第107話 解放のバベル

「由良島……ですかね」


 持永が呟くように言った。

 それに応じて、五人の緊張感が高まる。

 すると椅子に座っていた者が立ち上がった。ゆっくりとこちらに近づいてくる。五人は警戒しつつ、浮かび上がるその男の顔に注目した。


「いや、違う」


 赤い光の中、男の正体に彦根が目を細める。


「宮部先生、どうして」


 そこにいたのは宮部だった。


「彦根君、また会ったな」


 宮部はそう言うと、五人の顔をそれぞれ見つめた。


「こいつを止めに来たのか」


「そうですよ。こんなことをやった日にはあたなの目指した未来も全ての壊れてしまいます」


「馬鹿を言うな、今の世界のほうがずっと壊れている。そうだろ、由良島」


 宮部はそう言って明後日の方向に向かって話しかけた。彦根には宮部が見えているものが見えなかった。持永を含めヒューマノイドは皆、首をひねった。

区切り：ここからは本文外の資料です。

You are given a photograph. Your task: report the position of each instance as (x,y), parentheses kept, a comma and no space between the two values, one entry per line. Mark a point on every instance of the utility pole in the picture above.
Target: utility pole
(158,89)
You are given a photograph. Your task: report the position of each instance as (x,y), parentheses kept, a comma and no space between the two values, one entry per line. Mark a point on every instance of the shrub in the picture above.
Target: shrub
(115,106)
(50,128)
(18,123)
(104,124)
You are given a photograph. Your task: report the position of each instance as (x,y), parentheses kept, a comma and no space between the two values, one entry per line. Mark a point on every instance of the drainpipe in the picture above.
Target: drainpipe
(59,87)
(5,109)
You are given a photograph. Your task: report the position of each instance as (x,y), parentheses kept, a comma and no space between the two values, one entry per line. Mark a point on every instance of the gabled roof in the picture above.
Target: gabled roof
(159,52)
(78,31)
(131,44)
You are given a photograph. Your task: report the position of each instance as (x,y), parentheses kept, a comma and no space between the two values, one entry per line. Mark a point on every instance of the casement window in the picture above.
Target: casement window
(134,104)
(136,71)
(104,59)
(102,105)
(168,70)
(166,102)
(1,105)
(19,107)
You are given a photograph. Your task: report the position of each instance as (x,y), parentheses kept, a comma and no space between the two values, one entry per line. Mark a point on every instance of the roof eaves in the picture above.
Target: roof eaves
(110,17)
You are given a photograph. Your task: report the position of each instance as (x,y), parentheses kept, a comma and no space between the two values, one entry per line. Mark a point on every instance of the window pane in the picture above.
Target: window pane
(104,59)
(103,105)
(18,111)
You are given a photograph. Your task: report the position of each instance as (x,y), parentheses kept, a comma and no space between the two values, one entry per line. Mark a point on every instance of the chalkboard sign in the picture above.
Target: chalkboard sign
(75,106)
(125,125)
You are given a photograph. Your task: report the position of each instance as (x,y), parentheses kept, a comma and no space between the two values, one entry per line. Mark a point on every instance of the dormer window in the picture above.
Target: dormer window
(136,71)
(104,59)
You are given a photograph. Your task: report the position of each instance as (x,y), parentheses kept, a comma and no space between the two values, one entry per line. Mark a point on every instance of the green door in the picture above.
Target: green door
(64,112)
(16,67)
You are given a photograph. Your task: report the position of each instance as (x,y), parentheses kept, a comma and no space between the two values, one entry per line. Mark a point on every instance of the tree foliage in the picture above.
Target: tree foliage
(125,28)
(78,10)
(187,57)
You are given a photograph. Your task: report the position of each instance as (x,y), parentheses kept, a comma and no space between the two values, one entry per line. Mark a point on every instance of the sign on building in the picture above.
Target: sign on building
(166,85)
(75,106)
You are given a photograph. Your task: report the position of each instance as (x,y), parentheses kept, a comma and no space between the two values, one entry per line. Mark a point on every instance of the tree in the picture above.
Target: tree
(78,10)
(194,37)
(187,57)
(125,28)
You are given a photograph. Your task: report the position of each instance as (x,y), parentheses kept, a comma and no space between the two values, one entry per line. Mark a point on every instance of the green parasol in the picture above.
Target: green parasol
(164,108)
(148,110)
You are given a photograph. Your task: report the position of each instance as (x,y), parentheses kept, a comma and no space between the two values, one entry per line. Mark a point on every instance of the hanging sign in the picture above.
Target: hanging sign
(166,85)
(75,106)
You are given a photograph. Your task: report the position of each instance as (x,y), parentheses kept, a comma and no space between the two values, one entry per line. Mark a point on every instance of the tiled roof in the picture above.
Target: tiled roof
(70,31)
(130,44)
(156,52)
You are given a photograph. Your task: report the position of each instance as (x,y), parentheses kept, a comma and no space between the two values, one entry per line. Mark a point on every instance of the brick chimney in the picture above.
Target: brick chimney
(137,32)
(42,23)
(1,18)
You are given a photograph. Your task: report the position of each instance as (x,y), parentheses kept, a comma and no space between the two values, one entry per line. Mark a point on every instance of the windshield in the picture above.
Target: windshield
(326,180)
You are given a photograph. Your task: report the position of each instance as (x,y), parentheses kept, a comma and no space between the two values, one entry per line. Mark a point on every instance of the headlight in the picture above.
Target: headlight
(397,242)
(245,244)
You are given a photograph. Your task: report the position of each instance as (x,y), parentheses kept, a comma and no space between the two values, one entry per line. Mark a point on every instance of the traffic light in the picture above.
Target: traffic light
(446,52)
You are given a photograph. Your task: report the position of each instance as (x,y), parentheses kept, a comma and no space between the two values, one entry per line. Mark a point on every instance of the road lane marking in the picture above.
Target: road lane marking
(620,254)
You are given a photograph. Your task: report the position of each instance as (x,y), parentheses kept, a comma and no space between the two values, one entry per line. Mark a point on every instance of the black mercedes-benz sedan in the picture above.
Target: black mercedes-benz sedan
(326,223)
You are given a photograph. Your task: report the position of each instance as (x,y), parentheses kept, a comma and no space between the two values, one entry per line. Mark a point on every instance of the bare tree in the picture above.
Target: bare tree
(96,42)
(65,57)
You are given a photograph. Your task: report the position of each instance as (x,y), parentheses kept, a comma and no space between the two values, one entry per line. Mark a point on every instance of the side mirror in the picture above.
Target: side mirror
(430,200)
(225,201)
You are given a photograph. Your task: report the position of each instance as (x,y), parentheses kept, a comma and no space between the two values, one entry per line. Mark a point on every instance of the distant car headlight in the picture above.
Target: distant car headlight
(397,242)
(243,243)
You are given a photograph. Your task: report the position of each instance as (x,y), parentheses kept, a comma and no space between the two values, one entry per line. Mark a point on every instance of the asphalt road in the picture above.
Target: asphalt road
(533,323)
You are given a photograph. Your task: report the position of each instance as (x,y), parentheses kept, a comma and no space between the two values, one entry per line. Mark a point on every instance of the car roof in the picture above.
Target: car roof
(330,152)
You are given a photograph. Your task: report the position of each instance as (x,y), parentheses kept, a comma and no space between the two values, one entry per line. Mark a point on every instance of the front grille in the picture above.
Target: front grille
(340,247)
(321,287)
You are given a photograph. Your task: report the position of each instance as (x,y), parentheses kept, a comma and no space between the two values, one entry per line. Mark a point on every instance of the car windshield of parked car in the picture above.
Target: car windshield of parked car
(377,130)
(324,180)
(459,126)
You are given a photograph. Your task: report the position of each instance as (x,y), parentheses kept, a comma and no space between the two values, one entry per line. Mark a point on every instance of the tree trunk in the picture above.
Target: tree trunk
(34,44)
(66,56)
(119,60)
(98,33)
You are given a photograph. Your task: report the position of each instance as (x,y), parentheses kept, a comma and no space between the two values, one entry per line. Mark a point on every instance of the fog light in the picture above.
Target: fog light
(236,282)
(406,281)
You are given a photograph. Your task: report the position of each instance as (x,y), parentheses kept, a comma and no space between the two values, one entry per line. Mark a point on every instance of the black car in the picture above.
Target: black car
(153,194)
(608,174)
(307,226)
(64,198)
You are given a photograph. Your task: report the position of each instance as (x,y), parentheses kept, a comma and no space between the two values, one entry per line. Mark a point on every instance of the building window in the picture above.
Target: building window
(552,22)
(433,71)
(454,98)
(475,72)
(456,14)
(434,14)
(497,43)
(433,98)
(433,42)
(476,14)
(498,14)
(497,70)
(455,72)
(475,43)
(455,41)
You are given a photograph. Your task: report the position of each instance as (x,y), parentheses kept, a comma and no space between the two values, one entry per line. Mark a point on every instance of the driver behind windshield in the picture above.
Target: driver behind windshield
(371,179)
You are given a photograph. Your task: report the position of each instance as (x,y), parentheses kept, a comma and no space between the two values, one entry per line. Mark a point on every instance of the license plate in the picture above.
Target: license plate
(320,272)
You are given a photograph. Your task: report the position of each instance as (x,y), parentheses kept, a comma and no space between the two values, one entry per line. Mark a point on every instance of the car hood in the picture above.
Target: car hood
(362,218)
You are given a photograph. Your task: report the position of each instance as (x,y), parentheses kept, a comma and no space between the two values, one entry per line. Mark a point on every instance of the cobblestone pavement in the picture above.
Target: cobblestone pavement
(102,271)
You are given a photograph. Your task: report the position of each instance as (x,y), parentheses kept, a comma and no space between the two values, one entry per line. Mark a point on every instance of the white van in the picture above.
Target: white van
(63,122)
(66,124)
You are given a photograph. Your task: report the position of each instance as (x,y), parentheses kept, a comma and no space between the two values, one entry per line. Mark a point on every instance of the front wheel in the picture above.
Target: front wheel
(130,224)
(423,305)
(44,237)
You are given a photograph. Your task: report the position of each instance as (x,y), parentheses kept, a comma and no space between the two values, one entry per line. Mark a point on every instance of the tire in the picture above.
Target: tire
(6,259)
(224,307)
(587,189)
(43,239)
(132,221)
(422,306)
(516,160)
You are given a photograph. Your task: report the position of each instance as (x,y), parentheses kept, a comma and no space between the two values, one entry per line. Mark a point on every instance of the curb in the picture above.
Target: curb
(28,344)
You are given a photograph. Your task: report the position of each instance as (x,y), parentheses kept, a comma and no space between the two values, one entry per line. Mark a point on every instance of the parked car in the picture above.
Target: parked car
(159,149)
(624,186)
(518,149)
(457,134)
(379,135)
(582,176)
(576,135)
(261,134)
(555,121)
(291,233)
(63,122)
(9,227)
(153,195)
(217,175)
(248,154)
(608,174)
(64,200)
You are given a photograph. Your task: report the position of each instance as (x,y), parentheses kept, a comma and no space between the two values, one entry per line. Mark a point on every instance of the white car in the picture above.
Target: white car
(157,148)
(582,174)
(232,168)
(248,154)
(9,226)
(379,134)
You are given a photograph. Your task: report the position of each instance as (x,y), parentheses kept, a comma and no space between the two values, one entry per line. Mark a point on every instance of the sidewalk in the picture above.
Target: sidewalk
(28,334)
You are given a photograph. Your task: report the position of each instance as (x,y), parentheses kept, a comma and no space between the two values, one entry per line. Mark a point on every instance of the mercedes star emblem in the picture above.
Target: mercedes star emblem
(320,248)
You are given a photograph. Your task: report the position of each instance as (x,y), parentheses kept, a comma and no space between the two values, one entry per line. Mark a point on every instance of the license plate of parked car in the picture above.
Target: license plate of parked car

「君たちには見えないか。私にも見えていない。ただしヒューマノイドには見えなくても必ずそこにいるんだよ」


 宮部はそう言うと、印波に目を向けた。


「印波さん、あなたには見えるでしょ。由良島の姿が」


 すると印波は真っすぐとその方向を見つめながらこう言うのだった。


「誰もいんよ。ここにいるのは二人のヒューマノイドと一人のロボット、そして二人のジェンダーだけだ」


 その言葉を聞いた瞬間、宮部の表情が凍り付いた。先ほどまでの余裕が剥がれ落ち、膠着した瞳で印波を見つめた。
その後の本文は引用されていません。